As my colleague, Brant Harvey, mentioned in his post relating to small business, generally one of the main advantages to incorporation is protection from liability. However, as with many other Manitoba professionals, practice through a professional corporation does not insulate physicians from professional liability claims brought by patients/clients. So with this substantial advantage removed, why incorporate?
Tax Deferral – This is the main advantage for most incorporated professionals. To the extent that not all the income generated is required by the physician for day-to-day expenses, income can be retained in the corporation and invested, and the taxes deferred until a later time. In Manitoba, each dollar that an unincorporated physician earns as income is taxed at up to 46.4% (the top marginal rate) before it lands in her hands, leaving 55 cent after-tax dollars with which to pay business expenses or invest. However, in Manitoba, the first $400K of corporate small business income is currently taxed at 12% (and headed downward to 11%). So when the incorporated physician’s professional corporation earns a dollar of income, it pays the tax and effectively has 88 cents worth of buying power left to pay business expenses and invest – a substantial difference. Additionally, the incorporated physician can draw money out of the corporation as she sees fit. If she stops working for a period (say for a maternity leave), she can continue to pay herself over this time.
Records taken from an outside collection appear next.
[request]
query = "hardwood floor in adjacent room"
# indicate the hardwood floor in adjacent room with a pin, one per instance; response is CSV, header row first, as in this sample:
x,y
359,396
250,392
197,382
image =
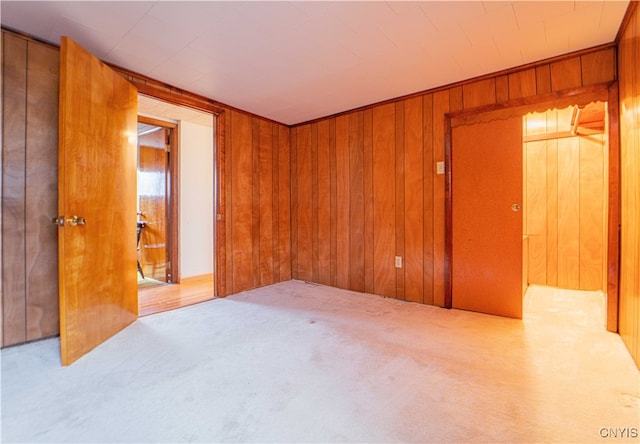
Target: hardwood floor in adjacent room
x,y
163,297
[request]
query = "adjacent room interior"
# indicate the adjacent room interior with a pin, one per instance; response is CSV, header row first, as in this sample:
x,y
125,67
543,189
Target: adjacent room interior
x,y
354,248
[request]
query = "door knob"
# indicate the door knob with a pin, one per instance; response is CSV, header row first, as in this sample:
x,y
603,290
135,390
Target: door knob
x,y
76,220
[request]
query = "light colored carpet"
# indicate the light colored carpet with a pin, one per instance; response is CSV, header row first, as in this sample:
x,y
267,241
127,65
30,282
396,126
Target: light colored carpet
x,y
296,362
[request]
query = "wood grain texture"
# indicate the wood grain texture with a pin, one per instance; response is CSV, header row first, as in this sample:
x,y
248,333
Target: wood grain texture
x,y
399,198
324,205
428,169
41,196
592,212
356,204
536,210
440,108
413,200
629,75
552,213
304,213
267,215
482,92
98,289
384,274
284,207
543,79
14,148
568,213
486,233
522,84
343,201
502,89
152,203
369,258
598,67
566,74
349,160
241,203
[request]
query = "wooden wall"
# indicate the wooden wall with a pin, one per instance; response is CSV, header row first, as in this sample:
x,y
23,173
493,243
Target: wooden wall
x,y
257,202
565,204
365,186
629,74
252,152
29,190
152,204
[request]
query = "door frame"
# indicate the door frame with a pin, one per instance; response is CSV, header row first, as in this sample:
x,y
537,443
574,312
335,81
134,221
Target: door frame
x,y
173,195
166,93
604,92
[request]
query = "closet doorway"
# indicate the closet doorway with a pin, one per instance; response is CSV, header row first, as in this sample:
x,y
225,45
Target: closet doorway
x,y
176,196
156,239
563,168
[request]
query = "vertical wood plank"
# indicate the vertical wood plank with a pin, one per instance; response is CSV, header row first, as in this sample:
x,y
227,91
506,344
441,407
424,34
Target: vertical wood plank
x,y
384,200
543,79
228,207
522,84
41,193
552,213
413,200
256,192
591,186
314,203
343,200
14,183
568,214
324,205
536,210
399,145
368,200
242,203
304,191
266,198
440,108
481,92
284,206
294,202
356,204
333,273
502,89
428,195
275,202
566,74
456,99
598,67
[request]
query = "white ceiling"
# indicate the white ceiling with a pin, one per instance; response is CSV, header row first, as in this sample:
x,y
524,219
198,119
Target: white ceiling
x,y
294,61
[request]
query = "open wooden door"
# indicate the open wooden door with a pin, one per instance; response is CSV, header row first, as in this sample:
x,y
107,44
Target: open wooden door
x,y
96,202
486,195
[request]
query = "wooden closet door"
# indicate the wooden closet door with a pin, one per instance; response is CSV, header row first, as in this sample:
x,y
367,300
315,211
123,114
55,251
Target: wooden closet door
x,y
97,182
486,224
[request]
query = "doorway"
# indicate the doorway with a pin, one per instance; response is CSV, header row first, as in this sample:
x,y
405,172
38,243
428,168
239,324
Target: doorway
x,y
190,185
155,201
572,171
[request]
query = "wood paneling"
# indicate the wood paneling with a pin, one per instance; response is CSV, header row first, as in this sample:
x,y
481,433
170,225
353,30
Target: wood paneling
x,y
389,152
384,219
565,206
413,201
258,198
152,195
29,192
629,75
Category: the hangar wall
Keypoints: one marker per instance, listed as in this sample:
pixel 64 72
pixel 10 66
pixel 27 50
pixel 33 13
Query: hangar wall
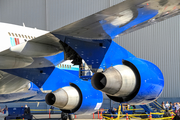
pixel 158 43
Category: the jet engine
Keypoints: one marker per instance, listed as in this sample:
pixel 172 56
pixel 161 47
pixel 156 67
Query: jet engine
pixel 79 97
pixel 136 81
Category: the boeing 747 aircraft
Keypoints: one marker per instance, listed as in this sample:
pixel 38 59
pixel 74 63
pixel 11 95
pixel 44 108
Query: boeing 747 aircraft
pixel 38 56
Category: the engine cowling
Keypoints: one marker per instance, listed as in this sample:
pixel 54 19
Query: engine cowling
pixel 79 97
pixel 136 81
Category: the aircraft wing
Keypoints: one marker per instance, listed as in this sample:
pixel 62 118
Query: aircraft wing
pixel 90 38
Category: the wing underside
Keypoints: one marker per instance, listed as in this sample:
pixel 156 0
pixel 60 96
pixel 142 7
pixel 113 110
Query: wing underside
pixel 90 38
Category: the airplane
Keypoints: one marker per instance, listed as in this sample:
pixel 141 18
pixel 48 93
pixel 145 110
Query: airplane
pixel 36 55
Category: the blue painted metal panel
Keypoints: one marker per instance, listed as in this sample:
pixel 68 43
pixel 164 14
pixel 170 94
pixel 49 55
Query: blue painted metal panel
pixel 151 81
pixel 144 14
pixel 91 98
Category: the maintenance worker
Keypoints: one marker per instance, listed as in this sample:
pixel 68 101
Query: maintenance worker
pixel 52 109
pixel 2 116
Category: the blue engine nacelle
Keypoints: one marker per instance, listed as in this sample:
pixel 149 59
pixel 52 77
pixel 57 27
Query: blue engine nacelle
pixel 79 97
pixel 135 82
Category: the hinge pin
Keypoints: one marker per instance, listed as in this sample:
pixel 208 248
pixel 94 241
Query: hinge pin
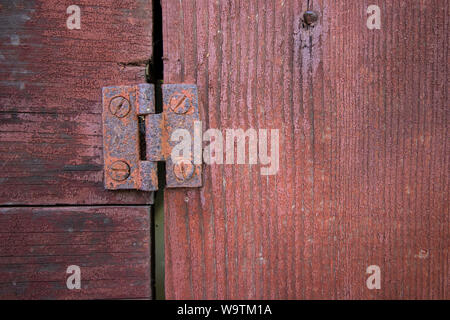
pixel 119 171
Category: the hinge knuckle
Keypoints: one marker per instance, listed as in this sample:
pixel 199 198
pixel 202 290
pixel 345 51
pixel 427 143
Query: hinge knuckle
pixel 122 107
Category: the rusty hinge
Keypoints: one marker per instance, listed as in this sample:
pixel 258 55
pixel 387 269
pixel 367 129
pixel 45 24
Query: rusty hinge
pixel 122 107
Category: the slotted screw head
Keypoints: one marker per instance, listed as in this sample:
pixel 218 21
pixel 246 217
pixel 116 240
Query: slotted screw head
pixel 183 169
pixel 119 106
pixel 310 17
pixel 179 103
pixel 119 171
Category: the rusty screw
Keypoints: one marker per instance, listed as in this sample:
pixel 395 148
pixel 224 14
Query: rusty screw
pixel 119 171
pixel 119 106
pixel 179 103
pixel 310 17
pixel 183 170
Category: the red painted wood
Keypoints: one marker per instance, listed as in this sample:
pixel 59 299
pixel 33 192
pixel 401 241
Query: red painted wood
pixel 363 179
pixel 50 96
pixel 111 245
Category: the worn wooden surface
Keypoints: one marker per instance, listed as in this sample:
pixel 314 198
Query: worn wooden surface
pixel 364 161
pixel 111 245
pixel 50 96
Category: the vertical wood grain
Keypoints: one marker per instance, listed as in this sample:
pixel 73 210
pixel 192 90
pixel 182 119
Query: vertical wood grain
pixel 364 161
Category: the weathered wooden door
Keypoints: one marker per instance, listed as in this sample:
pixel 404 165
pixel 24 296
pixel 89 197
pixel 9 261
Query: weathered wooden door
pixel 55 216
pixel 362 114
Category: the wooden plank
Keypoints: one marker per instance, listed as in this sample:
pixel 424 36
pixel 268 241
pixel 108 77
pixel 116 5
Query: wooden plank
pixel 50 95
pixel 111 245
pixel 364 161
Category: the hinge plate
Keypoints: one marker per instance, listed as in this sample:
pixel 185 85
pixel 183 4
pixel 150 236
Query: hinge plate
pixel 124 167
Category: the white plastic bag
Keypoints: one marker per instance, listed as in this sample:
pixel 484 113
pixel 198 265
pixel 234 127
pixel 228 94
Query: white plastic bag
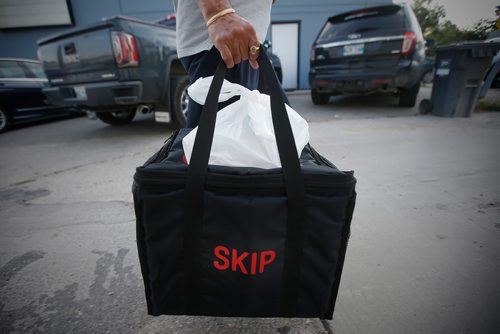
pixel 244 133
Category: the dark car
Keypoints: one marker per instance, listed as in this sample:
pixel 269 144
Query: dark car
pixel 21 96
pixel 376 49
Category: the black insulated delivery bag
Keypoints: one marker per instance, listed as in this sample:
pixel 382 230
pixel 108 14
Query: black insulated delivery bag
pixel 242 241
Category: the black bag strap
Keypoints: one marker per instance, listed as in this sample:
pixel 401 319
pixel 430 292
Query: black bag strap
pixel 294 186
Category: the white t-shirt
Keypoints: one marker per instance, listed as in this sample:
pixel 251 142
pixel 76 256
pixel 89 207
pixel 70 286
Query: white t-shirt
pixel 192 35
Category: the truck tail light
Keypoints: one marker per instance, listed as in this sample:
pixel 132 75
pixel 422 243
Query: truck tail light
pixel 125 49
pixel 409 42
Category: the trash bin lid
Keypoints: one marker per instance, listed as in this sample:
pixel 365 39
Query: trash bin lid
pixel 478 49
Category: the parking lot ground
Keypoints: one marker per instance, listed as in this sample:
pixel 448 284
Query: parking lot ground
pixel 423 255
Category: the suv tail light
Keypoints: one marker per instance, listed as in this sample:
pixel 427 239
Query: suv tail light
pixel 125 49
pixel 409 41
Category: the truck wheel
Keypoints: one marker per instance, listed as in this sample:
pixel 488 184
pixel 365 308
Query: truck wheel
pixel 5 121
pixel 117 117
pixel 319 98
pixel 181 101
pixel 408 97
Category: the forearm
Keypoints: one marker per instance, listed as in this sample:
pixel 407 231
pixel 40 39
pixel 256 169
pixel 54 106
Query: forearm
pixel 211 7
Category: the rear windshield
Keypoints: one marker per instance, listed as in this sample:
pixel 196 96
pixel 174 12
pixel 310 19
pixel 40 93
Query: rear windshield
pixel 363 22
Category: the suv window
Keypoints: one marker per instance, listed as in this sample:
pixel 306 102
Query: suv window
pixel 11 69
pixel 362 21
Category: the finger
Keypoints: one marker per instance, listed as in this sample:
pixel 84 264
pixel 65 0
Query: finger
pixel 244 52
pixel 236 53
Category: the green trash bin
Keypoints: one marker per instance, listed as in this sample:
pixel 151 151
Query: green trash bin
pixel 459 73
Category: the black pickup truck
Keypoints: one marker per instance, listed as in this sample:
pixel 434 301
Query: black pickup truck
pixel 116 68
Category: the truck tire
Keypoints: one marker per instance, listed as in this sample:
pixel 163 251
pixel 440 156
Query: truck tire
pixel 319 98
pixel 117 117
pixel 181 100
pixel 408 97
pixel 5 121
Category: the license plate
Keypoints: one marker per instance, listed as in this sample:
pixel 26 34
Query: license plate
pixel 353 49
pixel 162 116
pixel 80 92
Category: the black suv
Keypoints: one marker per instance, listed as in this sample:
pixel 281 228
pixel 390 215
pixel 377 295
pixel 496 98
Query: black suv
pixel 376 49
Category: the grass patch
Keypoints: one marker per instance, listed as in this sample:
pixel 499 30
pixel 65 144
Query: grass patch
pixel 485 105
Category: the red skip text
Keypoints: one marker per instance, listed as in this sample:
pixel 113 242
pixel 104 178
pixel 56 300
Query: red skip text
pixel 247 263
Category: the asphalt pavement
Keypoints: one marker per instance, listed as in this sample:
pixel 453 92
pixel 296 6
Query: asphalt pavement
pixel 423 255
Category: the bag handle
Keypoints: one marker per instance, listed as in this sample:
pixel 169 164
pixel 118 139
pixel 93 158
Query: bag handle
pixel 293 179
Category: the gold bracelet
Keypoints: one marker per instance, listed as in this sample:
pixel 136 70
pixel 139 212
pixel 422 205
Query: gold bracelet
pixel 219 15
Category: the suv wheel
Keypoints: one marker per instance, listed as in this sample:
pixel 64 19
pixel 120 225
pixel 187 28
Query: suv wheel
pixel 117 117
pixel 319 98
pixel 181 100
pixel 408 97
pixel 5 121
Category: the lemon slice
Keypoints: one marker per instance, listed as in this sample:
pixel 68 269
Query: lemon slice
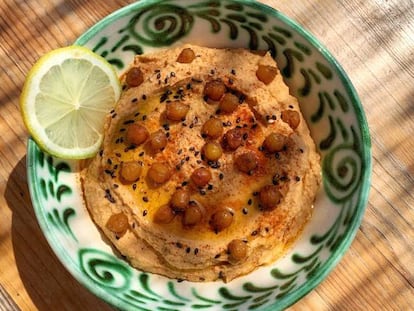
pixel 65 99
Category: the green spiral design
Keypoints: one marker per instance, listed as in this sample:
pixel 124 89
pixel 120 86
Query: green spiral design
pixel 160 25
pixel 342 168
pixel 104 269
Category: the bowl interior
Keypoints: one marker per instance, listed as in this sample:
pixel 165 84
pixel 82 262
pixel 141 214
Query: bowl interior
pixel 330 106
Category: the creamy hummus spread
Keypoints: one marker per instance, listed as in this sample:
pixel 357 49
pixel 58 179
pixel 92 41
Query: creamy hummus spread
pixel 207 170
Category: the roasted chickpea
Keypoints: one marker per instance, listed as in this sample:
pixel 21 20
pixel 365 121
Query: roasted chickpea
pixel 233 138
pixel 269 197
pixel 237 250
pixel 228 103
pixel 193 214
pixel 201 176
pixel 158 141
pixel 266 74
pixel 136 134
pixel 164 214
pixel 214 90
pixel 274 142
pixel 221 219
pixel 246 162
pixel 212 128
pixel 187 55
pixel 130 171
pixel 212 151
pixel 159 173
pixel 134 77
pixel 176 111
pixel 179 200
pixel 118 223
pixel 291 117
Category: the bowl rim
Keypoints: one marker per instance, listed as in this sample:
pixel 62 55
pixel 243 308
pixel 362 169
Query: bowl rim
pixel 366 153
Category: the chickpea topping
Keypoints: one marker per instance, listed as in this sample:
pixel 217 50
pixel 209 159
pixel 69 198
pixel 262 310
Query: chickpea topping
pixel 212 151
pixel 233 138
pixel 134 77
pixel 130 172
pixel 136 134
pixel 269 197
pixel 237 250
pixel 212 128
pixel 291 117
pixel 266 74
pixel 246 162
pixel 187 55
pixel 228 103
pixel 159 173
pixel 214 89
pixel 179 200
pixel 164 214
pixel 221 219
pixel 158 141
pixel 274 142
pixel 193 214
pixel 118 223
pixel 201 176
pixel 176 111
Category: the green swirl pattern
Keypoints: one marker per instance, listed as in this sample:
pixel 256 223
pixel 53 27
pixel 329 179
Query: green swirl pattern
pixel 328 107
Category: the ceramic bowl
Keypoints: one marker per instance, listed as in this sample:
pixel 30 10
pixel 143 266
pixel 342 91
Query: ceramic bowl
pixel 330 106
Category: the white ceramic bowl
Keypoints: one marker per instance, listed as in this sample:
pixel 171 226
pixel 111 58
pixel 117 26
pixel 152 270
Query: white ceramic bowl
pixel 330 106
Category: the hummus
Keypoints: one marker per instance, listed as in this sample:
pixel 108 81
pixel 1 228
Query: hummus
pixel 207 170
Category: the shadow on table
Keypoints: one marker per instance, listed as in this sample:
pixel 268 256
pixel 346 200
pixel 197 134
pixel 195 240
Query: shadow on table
pixel 48 283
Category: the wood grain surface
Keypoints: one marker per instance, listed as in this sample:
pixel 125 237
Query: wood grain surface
pixel 372 39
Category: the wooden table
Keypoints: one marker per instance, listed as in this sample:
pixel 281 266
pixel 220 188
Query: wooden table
pixel 372 39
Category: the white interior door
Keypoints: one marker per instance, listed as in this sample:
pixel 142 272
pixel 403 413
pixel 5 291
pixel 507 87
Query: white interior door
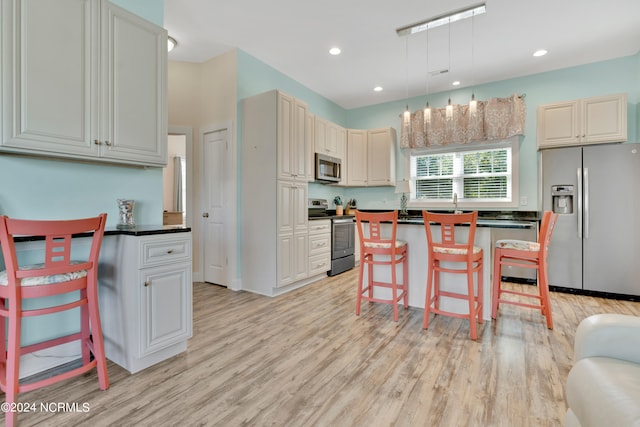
pixel 216 197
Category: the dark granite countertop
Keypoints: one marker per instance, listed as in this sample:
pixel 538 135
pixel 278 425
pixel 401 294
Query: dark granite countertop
pixel 138 230
pixel 492 219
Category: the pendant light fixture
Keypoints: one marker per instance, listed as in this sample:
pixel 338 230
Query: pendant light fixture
pixel 473 104
pixel 449 109
pixel 406 116
pixel 427 108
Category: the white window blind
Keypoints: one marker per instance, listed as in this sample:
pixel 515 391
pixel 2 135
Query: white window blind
pixel 473 175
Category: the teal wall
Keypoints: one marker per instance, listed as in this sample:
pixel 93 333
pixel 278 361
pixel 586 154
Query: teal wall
pixel 620 75
pixel 602 78
pixel 254 77
pixel 40 188
pixel 151 10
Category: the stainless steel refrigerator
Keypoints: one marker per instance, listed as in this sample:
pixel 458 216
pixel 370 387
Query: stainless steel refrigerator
pixel 595 245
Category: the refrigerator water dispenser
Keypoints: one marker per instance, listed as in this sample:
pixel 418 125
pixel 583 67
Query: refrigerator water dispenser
pixel 562 198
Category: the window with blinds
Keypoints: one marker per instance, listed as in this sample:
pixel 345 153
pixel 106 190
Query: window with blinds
pixel 473 175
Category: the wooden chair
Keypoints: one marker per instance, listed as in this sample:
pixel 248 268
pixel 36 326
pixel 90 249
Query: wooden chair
pixel 450 251
pixel 376 250
pixel 521 253
pixel 57 274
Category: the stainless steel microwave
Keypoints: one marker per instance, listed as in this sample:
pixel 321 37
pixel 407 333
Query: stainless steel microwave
pixel 328 168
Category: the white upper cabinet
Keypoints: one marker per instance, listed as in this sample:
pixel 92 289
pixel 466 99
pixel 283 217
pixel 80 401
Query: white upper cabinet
pixel 83 79
pixel 294 140
pixel 134 64
pixel 356 169
pixel 381 157
pixel 329 138
pixel 371 158
pixel 584 121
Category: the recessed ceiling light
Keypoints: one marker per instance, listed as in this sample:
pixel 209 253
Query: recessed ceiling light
pixel 171 43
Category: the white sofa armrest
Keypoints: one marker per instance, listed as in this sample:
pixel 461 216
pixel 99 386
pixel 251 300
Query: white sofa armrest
pixel 608 335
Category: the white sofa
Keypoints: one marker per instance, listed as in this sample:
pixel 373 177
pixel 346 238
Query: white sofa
pixel 603 387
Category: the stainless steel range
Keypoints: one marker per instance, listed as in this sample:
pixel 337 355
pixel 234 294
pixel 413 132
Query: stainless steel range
pixel 343 230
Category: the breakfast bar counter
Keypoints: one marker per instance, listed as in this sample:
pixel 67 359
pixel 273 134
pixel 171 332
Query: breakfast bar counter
pixel 411 230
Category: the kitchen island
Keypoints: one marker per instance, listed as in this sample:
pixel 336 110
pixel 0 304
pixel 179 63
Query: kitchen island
pixel 411 230
pixel 145 296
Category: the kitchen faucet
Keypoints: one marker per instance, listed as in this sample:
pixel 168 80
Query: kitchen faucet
pixel 455 203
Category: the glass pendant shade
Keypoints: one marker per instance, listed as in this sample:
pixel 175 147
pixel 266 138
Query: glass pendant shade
pixel 406 116
pixel 473 105
pixel 449 111
pixel 427 114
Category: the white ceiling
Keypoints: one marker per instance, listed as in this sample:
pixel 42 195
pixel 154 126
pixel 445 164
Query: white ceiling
pixel 294 37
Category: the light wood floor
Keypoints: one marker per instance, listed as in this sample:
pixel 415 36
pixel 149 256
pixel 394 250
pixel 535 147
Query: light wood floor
pixel 306 359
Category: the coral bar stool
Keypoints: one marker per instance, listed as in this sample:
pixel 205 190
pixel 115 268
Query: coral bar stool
pixel 376 250
pixel 449 251
pixel 521 253
pixel 57 274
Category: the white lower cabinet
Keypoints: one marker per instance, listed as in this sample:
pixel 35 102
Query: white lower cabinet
pixel 145 293
pixel 319 246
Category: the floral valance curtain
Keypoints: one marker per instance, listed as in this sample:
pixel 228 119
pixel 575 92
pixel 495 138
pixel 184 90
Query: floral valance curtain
pixel 496 118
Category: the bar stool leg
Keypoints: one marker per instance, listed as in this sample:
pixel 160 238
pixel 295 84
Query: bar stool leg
pixel 497 278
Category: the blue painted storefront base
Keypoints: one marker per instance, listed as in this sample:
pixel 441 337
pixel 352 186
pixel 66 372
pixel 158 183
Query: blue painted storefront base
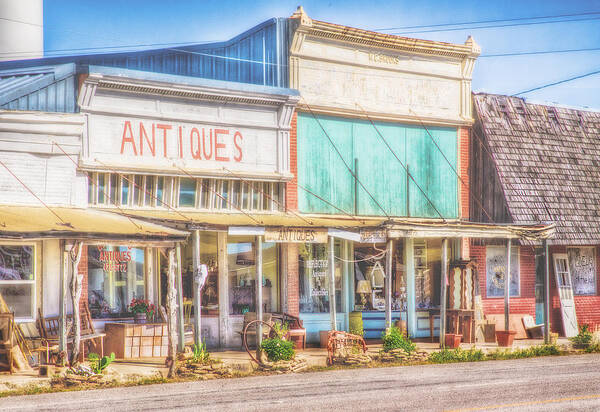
pixel 315 322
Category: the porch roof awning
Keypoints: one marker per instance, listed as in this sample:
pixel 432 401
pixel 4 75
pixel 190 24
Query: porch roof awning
pixel 460 229
pixel 30 222
pixel 223 220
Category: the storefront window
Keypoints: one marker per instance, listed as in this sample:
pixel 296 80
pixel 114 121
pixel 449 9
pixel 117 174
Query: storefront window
pixel 495 264
pixel 208 257
pixel 242 275
pixel 17 279
pixel 313 267
pixel 582 262
pixel 115 276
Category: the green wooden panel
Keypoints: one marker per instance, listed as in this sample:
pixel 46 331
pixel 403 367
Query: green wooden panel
pixel 378 169
pixel 321 170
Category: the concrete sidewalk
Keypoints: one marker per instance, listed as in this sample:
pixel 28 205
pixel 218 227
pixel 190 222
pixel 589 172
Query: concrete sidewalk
pixel 237 360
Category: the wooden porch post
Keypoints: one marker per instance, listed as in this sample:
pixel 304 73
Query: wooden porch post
pixel 178 285
pixel 259 309
pixel 171 315
pixel 388 284
pixel 546 292
pixel 332 305
pixel 76 287
pixel 409 262
pixel 443 290
pixel 507 287
pixel 197 290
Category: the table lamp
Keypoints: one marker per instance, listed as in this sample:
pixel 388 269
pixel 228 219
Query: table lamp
pixel 363 288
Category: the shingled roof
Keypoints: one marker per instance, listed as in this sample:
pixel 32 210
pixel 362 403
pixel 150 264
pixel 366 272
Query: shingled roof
pixel 547 160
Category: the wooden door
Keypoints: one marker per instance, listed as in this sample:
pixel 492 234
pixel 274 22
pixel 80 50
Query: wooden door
pixel 562 275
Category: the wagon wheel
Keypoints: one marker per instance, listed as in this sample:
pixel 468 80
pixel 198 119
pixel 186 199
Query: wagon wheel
pixel 253 324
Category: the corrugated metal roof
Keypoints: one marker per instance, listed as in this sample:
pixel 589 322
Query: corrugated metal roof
pixel 26 222
pixel 258 56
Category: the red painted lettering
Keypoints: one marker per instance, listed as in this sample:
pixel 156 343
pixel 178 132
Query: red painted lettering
pixel 164 128
pixel 204 145
pixel 196 154
pixel 180 143
pixel 143 135
pixel 238 157
pixel 126 127
pixel 220 145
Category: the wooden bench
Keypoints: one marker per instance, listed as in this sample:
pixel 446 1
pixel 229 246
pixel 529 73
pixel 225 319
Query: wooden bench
pixel 50 330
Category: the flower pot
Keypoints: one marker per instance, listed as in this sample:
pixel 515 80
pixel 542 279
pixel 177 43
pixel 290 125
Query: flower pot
pixel 452 340
pixel 505 337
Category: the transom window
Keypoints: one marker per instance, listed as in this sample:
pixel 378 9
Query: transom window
pixel 107 189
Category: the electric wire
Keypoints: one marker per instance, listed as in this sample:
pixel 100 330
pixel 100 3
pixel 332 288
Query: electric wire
pixel 401 163
pixel 344 161
pixel 63 222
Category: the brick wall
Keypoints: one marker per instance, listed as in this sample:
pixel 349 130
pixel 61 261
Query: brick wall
pixel 463 171
pixel 293 290
pixel 291 192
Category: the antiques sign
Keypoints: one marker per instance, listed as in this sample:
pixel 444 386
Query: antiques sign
pixel 295 235
pixel 582 262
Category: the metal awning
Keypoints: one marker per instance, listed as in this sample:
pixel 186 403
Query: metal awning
pixel 31 222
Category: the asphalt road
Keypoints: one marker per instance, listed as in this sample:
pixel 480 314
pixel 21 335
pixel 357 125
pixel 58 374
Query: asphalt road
pixel 550 383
So for example, instead of paying herself $200K in tax year 1 and nothing in tax year 2, she can pay herself a steady income of $100K over both tax year 1 and 2 for an overall tax savings (not to mention making it easier to budget).
Income Splitting – If the physician has lower-income immediate family members some of the corporation’s income may be paid out to these family members, and taxed at a lower marginal rate, potentially reducing the overall tax burden of the physician’s immediate family. There are strict tax rules around this so please seek professional advice.
Other Advantages – There may be a number of other potential ways that, depending on the physician’s personal situation, a professional corporation may yield tax and estate planning advantages. Navigating the requirements for incorporation can be well worth it.